As the author describes it, this is indeed real addiction, as uncontrollable and devastating as any substance abuse. But Denizet-Lewis himself seems to touch on part of its bad rep. "When I told one boyfriend, he said, 'Oh, aren’t all guys sort of addicted to sex?'" he recalls. In a sense, this is no more and no less than the ancient notion that men's passions are essentially bestial; as such, an inability to master them is in some ways a particular weakness - everyone has these feelings, society seems to say, you just can't control them. (It doesn't help that the term's probably been tossed around a time or two as an unconvincing excuse.) And because there is no obvious chemical opiate at work, the emotional "frailty" of this addiction can seem more glaring; an emotional neediness not veiled by any other vice.

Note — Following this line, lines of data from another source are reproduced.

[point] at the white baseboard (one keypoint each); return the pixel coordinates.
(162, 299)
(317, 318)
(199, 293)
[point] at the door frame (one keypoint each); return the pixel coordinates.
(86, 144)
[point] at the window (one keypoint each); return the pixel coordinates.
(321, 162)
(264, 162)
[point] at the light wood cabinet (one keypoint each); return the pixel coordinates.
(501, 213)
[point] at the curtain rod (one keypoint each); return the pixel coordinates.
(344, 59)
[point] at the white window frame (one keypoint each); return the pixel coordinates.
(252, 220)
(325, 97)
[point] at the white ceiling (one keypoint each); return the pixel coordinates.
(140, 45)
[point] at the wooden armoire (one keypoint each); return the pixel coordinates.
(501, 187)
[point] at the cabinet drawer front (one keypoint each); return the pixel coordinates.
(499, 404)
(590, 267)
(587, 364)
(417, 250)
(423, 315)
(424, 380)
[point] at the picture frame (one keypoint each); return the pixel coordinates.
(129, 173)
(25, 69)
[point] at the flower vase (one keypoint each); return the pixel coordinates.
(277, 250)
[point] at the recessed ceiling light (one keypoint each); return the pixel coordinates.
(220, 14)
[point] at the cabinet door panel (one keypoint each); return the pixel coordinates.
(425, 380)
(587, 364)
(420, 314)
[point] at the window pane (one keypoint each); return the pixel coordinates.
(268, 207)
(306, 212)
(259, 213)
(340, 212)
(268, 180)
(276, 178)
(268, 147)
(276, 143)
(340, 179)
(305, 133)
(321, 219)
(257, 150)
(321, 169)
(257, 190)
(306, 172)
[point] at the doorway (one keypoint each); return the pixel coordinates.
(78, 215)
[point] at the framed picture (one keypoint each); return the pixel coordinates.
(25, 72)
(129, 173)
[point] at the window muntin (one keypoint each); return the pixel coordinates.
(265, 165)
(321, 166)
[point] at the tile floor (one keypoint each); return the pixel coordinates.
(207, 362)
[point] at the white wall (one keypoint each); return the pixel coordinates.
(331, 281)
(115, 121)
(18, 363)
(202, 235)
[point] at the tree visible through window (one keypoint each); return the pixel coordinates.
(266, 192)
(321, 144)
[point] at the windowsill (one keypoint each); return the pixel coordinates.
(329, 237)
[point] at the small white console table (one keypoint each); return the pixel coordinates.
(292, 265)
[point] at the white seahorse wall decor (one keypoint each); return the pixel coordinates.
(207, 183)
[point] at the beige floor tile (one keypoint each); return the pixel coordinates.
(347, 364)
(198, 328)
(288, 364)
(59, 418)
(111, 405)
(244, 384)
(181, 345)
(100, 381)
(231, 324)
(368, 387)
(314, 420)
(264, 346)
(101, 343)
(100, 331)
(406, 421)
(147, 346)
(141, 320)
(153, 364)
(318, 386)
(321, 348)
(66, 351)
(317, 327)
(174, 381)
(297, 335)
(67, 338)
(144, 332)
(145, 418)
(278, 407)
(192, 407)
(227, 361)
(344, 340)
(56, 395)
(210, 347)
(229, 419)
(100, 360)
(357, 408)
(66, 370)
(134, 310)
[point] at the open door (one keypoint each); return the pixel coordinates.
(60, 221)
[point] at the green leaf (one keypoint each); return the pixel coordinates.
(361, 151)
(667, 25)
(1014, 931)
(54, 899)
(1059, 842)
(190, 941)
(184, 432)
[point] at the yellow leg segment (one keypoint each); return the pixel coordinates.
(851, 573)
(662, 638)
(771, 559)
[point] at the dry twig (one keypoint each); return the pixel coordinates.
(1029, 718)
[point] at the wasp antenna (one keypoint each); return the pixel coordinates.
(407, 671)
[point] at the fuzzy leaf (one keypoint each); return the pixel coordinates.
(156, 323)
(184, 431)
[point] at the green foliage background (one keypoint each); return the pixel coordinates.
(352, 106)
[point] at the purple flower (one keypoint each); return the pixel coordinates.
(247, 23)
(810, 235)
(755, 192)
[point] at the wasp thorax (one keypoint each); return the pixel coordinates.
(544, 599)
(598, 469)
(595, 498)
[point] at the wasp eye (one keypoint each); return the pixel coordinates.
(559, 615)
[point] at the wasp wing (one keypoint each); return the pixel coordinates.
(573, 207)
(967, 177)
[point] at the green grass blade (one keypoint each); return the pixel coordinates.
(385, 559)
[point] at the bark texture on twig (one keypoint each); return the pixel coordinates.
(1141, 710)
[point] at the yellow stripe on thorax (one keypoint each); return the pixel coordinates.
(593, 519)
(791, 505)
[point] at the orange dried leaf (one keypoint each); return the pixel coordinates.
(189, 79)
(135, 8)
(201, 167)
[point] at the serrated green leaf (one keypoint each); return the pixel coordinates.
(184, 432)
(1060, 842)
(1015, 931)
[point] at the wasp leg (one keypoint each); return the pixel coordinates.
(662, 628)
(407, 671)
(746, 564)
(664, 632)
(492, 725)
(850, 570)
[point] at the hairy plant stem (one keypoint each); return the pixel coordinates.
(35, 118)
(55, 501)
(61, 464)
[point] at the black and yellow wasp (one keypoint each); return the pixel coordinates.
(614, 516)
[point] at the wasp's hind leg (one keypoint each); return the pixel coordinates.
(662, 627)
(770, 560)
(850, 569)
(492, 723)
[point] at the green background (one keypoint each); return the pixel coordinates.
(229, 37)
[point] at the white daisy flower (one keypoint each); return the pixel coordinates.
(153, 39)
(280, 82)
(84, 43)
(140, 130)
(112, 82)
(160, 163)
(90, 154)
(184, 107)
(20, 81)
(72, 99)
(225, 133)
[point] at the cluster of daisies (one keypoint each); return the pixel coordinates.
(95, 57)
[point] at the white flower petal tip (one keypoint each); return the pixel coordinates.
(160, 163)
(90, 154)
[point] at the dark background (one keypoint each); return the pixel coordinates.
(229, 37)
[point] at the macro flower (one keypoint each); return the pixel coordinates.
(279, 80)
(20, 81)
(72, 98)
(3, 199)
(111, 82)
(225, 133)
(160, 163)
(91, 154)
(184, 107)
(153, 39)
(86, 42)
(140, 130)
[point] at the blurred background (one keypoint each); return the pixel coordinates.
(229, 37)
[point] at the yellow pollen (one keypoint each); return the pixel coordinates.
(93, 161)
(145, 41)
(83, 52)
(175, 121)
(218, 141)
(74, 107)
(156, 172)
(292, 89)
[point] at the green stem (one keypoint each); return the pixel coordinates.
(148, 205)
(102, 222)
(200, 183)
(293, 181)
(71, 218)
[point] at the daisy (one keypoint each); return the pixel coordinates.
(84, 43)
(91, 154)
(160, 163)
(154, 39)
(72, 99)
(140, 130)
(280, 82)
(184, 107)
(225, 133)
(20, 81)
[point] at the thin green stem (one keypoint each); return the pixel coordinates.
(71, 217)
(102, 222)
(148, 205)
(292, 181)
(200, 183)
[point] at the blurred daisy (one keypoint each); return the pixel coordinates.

But is sex addiction essentially a male vice? In this account it is:

We were a diverse group, including an affable husband and father arrested for soliciting a “minor” over the Internet who turned out to be a cop, a sexually abused and deeply traumatized gay man in his 30s who had started cruising parks when he was 11, a married corporate executive who couldn’t stop cheating on his wife, a minister who was fired from two colleges for viewing pornography at work and a cantankerous retired community-college professor addicted to pornography and prostitutes.

Not a woman in the bunch, although "nymphomania" is generally regarded as a female purview. But then, "mania" and "addiction" are two different things, and this in itself probably says a lot about our perceptions of sexuality. When women succumb, they are corrupt — when men do, they are weak. Sex, more than almost anything else, is still inexplicably tied to morality, as this account shows; however open we become, legally and societally, it can always be rendered something on the brink of sordid, held from it only by invisible tethers of control and 'healthiness.' As the author points out, even the 'cure' is different from other addictions — unlike, say, alcohol, sex isn't something an addict is encouraged to swear off of altogether; rather, they're expected to develop a healthy and 'normal' attitude towards it. Which is, after all, hard enough for anyone.